With an all-star cast and a pretty solid premise, it should be hard to mess up, but The Instigators’ shaky script and confusing directing choices turn what could have been a return to form into another nail in a coffin.
The Instigators starts strong: retired, depressed Marine Rory (Matt Damon) joins a ragtag group of criminals to pull off one last heist and provide for his son. The mission is simple: break into the celebration party for sure-thing mayoral candidate Mayor Micceli (Ron Perlman) and steal the countless duffel bags of cash-only under-the-table bribes.

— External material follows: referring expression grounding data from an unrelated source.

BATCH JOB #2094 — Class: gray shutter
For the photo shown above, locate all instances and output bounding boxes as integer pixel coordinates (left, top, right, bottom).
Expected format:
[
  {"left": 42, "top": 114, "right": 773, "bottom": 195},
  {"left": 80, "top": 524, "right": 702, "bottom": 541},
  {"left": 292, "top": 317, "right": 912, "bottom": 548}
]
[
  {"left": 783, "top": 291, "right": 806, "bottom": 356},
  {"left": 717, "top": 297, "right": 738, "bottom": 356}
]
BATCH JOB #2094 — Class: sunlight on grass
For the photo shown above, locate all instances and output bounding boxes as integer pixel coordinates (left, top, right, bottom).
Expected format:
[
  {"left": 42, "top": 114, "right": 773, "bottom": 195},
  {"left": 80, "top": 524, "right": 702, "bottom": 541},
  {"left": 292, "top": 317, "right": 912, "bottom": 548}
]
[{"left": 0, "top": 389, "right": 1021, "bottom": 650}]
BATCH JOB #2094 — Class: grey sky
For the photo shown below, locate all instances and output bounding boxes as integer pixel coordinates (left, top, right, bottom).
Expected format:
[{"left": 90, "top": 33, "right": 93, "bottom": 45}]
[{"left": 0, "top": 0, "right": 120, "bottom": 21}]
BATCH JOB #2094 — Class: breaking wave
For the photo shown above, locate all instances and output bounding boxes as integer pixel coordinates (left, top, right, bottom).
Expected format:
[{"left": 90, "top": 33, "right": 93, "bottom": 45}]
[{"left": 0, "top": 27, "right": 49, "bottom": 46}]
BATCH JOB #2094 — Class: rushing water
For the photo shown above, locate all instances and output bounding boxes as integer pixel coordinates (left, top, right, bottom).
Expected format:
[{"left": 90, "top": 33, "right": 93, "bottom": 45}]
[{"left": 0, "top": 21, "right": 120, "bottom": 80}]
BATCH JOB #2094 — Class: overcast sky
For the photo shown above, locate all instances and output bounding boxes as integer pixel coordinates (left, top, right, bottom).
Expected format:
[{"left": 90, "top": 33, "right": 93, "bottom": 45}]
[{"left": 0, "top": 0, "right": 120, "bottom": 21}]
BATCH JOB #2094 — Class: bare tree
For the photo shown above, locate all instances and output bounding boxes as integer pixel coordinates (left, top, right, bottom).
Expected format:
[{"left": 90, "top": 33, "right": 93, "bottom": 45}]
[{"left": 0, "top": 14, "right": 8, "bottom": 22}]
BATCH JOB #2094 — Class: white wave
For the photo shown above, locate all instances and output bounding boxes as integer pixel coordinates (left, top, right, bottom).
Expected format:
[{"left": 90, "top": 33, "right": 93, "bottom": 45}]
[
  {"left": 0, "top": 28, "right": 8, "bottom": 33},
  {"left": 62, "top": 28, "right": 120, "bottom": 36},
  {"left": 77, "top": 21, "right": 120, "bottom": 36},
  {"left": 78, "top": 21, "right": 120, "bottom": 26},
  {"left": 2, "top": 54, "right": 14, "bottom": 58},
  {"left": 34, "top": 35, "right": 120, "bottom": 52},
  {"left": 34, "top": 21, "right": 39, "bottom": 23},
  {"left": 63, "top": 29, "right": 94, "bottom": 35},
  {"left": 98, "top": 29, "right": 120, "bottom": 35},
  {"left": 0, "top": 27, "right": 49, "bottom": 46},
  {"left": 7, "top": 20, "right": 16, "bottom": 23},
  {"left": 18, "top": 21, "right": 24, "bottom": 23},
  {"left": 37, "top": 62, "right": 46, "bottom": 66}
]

But everything seems to go wrong, from the boat they take to the dockside party to the amount of personnel in every room. But most importantly, Micceli didn’t even win, meaning the winnings were paltry and a faulty map brings them face to face with the losing candidate himself. Rory and his new partner-in-crime Cobby (Casey Affleck) make the best of a bad situation and rob what they can — including the mayor’s bracelet, remember that — and barely escape.
What follows is a loosely tied-together string of attempts between Rory and Cobby to get away from everyone chasing them on every side. It’s mostly an attempt to display epic action sequences for the sake of action sequences with some half-hearted attempts at humor sprinkled in between. It builds to a big reveal that the mayor’s bracelet had the combination of his safe engraved in it, putting Rory and Cobby in a position to change their lives forever.
But by the time you get to that moment, it’s hard to care. Matt Damon and Casey Affleck seem to have switched roles for fun, with Damon playing an oblivious oaf and Affleck attempting to crack wise at every opportunity. Every other cast member is completely underused. Hong Chau, reunited with Damon after Downsizing, finds some time to deliver some actual meaning, even if their one-time chemistry has disappeared.
Paul Walter Hauser’s goofy assassin feels like the perfect counterbalance to the protagonists, only to end up a one-scene character, and the same can be said about Alfred Molina or Jack Harlow. Every minor role is inexplicably filled by a high-profile actor who ends up with nothing to do: even the owner of Cobby’s go-to bar is played by Broadway legend André De Shields.
Every issue boils down to the script, penned by Chuck Maclean and Casey Affleck. While there were a lot of good ideas thrown around, each scene and set piece only works by itself. As part of a bigger whole, the entire plot falls apart. Take the bracelet, this movie’s MacGuffin, for instance: why wasn’t the combination to the safe anywhere else? Why didn’t the mayor simply take a picture of his bracelet at any point or, better yet, memorize it?
If you’re looking for a collection of violent vignettes and don’t care much for plot, then this movie definitely fits the bill. But as a movie, as a long-form narrative of audiovisual entertainment, it’s hard to find any redeeming qualities. Doug Liman isn’t making Go or The Bourne Identity or even Edge of Tomorrow anymore. It looks like his slump is here to stay.